For investors considering the region in the next two years, Tanzania has edged out Kenya as the top investment destination.

 

A survey of 150 C-suite and senior executives in the region was conducted by the advisory firm KPMG, and 14 percent of the respondents said they would consider investing in Kenya. Kenya and Ghana are tied for fourth place among preferred capital destinations, behind South Africa (50 percent), Nigeria (30 percent), and Tanzania (15 percent).

Dealmakers anticipate an increase in investments in sub-Saharan Africa over the next two years, with economies that act as regional investment hubs, like South Africa, Nigeria, and Kenya, poised to gain the most from this encouraging trend.

 

According to poll results, the majority of inward investment is anticipated to go into the industrial, consumer goods, mining, fintech, and oil and gas sectors.

 

The respondent group was evenly split between domestic investors (located in SSA) and foreign investors, with a combination of 70 percent strategic investors and 30 percent financial investors.
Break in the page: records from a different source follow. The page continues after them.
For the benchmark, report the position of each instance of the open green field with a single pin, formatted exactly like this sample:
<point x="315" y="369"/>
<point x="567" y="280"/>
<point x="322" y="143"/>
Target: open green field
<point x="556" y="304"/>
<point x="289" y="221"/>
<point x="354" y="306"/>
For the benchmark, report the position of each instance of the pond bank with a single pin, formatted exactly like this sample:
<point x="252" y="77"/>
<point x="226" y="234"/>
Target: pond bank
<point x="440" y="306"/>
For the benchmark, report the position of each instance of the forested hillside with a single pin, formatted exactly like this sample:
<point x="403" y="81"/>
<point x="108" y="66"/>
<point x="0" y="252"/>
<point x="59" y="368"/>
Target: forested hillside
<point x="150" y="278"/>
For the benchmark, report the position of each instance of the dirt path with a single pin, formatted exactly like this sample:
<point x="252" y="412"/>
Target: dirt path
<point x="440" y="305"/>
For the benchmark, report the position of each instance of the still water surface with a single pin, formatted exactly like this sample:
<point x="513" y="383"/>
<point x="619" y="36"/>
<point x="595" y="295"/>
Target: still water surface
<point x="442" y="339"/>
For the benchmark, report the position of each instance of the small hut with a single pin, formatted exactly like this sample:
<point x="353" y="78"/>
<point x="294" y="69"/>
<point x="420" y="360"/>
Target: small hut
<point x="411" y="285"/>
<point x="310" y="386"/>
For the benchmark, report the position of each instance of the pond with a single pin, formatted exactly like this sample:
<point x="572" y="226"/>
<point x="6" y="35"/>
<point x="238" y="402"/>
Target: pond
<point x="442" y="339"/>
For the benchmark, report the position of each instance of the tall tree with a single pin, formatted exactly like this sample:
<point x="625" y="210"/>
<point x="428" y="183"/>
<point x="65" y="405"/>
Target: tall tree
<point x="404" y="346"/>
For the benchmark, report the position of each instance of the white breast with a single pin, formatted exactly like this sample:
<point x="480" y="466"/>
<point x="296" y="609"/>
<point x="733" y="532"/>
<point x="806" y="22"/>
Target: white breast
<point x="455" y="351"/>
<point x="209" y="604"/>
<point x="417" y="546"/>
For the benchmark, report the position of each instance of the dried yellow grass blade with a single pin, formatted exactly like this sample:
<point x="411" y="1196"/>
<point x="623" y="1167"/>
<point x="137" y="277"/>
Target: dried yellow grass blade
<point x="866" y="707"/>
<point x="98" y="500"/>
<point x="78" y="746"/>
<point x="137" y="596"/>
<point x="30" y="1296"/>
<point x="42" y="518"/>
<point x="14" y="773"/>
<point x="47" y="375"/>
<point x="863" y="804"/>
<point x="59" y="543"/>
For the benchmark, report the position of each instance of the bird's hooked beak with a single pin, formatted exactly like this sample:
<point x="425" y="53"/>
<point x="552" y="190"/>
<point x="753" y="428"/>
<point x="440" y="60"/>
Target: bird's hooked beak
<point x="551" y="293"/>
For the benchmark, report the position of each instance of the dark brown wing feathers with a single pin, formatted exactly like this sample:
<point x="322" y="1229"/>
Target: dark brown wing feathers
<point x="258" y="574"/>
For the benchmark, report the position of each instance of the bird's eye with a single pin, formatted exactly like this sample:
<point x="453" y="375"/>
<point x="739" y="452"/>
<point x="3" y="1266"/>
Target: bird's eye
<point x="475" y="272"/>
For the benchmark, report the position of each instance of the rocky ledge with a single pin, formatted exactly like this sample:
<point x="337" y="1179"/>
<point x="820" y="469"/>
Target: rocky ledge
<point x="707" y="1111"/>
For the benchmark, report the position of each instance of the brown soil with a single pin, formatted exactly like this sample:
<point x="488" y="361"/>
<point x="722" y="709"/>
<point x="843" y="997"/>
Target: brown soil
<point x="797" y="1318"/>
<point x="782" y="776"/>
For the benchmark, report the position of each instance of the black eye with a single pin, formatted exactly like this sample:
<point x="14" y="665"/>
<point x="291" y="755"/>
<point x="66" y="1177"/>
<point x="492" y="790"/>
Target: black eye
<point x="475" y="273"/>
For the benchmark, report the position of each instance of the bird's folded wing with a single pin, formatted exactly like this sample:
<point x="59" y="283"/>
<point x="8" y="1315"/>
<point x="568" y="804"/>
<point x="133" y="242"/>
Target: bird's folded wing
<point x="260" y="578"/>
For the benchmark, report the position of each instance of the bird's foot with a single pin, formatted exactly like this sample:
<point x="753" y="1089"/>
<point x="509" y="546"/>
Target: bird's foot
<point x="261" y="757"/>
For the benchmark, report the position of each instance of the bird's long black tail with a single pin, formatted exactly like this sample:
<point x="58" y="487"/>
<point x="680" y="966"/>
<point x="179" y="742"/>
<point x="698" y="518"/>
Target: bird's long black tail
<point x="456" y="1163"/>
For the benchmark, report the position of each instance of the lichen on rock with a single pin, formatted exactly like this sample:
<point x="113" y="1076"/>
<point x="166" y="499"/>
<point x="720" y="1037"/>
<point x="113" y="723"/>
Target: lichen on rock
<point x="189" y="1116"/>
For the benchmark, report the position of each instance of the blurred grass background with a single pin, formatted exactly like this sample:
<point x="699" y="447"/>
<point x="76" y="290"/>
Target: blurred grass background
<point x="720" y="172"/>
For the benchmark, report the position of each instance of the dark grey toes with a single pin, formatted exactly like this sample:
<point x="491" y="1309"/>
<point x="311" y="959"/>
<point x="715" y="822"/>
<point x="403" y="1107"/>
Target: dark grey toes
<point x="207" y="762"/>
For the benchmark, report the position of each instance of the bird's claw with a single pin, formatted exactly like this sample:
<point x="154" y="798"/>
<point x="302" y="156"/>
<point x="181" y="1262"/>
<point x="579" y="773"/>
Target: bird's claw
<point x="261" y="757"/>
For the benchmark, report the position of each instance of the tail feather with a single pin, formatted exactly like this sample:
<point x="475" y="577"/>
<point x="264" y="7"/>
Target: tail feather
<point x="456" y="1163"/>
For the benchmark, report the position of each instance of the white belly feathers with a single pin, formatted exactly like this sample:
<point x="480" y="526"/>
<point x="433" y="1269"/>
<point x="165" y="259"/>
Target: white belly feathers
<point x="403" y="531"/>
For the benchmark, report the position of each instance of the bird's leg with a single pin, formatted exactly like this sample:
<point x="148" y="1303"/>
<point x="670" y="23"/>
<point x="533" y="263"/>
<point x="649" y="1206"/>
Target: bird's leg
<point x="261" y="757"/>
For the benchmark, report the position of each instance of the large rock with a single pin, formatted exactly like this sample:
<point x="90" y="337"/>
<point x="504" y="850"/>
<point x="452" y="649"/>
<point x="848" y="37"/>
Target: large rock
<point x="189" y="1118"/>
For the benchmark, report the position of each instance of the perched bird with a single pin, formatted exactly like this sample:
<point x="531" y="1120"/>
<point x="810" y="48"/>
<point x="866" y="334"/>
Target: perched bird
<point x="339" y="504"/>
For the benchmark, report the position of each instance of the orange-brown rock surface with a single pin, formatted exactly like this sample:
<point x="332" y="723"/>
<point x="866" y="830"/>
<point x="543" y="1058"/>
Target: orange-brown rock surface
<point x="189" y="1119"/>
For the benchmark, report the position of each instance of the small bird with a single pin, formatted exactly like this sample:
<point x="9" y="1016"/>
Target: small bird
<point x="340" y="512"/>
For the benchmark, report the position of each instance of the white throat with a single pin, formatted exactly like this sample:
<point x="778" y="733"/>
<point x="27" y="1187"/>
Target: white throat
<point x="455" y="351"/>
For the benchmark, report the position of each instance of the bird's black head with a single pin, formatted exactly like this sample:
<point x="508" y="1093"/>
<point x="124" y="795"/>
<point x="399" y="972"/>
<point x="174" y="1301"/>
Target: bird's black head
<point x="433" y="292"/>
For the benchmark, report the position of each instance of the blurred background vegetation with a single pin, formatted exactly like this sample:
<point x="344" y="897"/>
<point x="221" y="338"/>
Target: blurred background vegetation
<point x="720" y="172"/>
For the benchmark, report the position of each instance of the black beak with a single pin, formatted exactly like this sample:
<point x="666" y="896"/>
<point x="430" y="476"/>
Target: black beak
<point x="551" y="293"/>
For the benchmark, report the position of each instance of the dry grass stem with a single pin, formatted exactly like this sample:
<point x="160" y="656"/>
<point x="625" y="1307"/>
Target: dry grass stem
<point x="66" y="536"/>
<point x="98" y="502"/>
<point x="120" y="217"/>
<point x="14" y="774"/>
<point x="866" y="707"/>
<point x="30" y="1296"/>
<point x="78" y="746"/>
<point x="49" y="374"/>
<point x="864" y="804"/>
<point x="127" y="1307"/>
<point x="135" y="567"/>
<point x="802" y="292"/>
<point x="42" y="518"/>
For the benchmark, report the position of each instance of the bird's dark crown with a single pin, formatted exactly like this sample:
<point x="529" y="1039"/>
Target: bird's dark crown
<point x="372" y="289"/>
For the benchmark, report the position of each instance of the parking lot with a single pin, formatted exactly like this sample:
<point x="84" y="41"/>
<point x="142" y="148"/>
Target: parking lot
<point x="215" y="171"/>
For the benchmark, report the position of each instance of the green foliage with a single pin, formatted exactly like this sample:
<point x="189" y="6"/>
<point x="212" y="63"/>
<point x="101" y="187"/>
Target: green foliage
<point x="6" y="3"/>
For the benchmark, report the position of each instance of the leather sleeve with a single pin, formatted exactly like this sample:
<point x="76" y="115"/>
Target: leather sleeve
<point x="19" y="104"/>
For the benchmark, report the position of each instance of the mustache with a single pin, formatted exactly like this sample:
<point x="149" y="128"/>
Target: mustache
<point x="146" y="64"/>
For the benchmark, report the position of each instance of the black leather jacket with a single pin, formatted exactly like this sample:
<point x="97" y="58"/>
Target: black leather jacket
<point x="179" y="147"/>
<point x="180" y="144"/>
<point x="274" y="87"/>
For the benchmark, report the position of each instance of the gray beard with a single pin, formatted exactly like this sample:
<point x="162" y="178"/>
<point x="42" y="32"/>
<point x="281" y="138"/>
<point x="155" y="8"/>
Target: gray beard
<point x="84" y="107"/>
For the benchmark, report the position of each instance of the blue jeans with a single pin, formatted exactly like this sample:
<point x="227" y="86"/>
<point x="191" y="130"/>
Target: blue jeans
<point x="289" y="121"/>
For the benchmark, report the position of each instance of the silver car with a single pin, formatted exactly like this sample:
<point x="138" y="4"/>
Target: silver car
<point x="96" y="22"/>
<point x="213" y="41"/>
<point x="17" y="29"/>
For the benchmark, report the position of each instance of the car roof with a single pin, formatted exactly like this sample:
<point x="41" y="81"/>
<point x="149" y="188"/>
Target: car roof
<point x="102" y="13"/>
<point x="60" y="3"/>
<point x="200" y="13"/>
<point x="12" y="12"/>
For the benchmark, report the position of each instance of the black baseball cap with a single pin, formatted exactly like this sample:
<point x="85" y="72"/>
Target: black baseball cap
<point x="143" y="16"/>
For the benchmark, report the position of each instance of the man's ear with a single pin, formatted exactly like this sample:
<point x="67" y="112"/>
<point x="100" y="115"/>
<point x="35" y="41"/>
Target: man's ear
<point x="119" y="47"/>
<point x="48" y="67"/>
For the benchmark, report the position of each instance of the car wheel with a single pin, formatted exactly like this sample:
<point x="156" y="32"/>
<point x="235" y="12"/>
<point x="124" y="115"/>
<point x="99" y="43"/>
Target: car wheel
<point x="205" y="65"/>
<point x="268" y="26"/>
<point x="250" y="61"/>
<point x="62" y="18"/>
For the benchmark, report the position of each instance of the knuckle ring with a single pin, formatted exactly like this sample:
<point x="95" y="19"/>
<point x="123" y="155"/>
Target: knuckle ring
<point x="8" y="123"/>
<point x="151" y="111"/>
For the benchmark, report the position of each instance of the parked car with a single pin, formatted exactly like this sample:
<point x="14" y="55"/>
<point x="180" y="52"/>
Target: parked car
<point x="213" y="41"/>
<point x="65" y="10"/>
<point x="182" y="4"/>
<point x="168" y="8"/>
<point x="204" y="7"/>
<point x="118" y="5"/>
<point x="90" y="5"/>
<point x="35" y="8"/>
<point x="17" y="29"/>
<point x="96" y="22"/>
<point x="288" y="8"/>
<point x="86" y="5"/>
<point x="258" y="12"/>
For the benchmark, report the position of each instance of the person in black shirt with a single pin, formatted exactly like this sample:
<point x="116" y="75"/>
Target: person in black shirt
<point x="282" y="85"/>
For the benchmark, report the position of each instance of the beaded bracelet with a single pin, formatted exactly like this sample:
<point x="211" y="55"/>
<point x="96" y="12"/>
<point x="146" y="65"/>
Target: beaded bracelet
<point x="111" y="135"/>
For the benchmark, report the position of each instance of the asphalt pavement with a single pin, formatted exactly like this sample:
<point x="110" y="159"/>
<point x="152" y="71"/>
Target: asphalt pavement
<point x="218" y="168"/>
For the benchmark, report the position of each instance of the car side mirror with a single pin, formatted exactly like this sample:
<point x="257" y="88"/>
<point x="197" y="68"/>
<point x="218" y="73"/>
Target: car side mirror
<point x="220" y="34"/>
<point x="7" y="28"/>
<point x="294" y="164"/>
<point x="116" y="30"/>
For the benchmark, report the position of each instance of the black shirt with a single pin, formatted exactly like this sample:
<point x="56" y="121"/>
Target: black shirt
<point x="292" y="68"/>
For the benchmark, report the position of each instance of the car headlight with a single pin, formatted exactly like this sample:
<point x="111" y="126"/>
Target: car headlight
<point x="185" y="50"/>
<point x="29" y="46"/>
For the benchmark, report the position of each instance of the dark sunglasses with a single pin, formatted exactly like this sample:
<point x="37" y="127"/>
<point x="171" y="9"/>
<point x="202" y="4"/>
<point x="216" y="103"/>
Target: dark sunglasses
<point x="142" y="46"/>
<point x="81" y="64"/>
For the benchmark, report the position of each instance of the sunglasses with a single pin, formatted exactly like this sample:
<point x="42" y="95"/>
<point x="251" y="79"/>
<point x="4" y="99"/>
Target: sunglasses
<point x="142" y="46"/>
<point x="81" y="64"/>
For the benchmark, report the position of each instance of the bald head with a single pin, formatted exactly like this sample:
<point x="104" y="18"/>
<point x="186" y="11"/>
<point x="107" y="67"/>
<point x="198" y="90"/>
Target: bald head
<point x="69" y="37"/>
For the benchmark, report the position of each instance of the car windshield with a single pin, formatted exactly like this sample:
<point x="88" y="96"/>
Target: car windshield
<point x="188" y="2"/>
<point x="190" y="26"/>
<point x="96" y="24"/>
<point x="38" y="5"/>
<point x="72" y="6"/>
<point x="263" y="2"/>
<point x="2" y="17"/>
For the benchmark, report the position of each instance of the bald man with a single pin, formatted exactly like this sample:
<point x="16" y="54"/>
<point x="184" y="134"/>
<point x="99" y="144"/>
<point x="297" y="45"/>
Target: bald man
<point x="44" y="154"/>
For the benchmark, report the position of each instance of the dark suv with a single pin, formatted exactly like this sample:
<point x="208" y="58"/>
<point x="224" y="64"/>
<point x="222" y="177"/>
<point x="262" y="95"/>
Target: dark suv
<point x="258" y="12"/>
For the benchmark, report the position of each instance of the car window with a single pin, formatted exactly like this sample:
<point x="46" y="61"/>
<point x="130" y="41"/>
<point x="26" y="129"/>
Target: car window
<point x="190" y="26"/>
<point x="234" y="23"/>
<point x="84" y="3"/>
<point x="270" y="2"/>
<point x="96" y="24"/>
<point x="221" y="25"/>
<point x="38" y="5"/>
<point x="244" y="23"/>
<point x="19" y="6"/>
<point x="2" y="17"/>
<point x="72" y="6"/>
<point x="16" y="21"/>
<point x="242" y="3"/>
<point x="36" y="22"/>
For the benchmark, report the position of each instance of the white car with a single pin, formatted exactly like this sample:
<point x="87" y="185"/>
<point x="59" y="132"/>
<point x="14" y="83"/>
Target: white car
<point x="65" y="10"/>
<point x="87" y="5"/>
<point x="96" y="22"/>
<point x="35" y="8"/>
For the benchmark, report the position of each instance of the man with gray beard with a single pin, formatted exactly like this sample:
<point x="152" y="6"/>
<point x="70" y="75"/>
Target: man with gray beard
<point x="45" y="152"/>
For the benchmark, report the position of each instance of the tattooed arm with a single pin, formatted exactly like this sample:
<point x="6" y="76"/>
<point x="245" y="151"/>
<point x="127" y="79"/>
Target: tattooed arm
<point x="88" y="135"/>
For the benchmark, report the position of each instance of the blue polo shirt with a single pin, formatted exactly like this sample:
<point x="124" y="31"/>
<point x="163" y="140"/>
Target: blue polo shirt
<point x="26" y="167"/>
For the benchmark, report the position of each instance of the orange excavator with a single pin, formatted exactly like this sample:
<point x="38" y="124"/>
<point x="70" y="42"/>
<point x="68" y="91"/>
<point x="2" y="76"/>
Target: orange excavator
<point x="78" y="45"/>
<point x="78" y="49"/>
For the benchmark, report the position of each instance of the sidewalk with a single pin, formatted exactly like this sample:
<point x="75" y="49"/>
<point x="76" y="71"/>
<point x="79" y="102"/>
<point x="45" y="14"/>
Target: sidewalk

According to a KPMG analysis, the SSA area reported 297 merger and acquisition deals worth a total of $19.2 billion (Sh2.87 trillion) last year.

 

“Approximately 74% of respondents, including 71% of international buyers, said they are thinking about making an investment or acquisition in SSA in the next two years. Additionally, 77 percent of all respondents are thinking about investing more money into current acquisitions, showing a commitment to growing their market share in this region, according to a survey by KPMG.

 

Based on the executives’ four-year experience in SSA deal-making, a survey was given to them. The conclusions have been made in light of the region’s recent capital flight as a result of the strong returns being offered in developed markets.

 

Due to exchange losses while remitting dividends, weakening currencies have also made investors apprehensive of committing cash in the area. Moving returns outside of the continent has become more challenging due to the shortage of hard money.

When making regional acquisitions, investors should embrace a longer investment horizon and be prepared to reinvest dividends and profits when cyclical FX shortages occur, according to KPMG.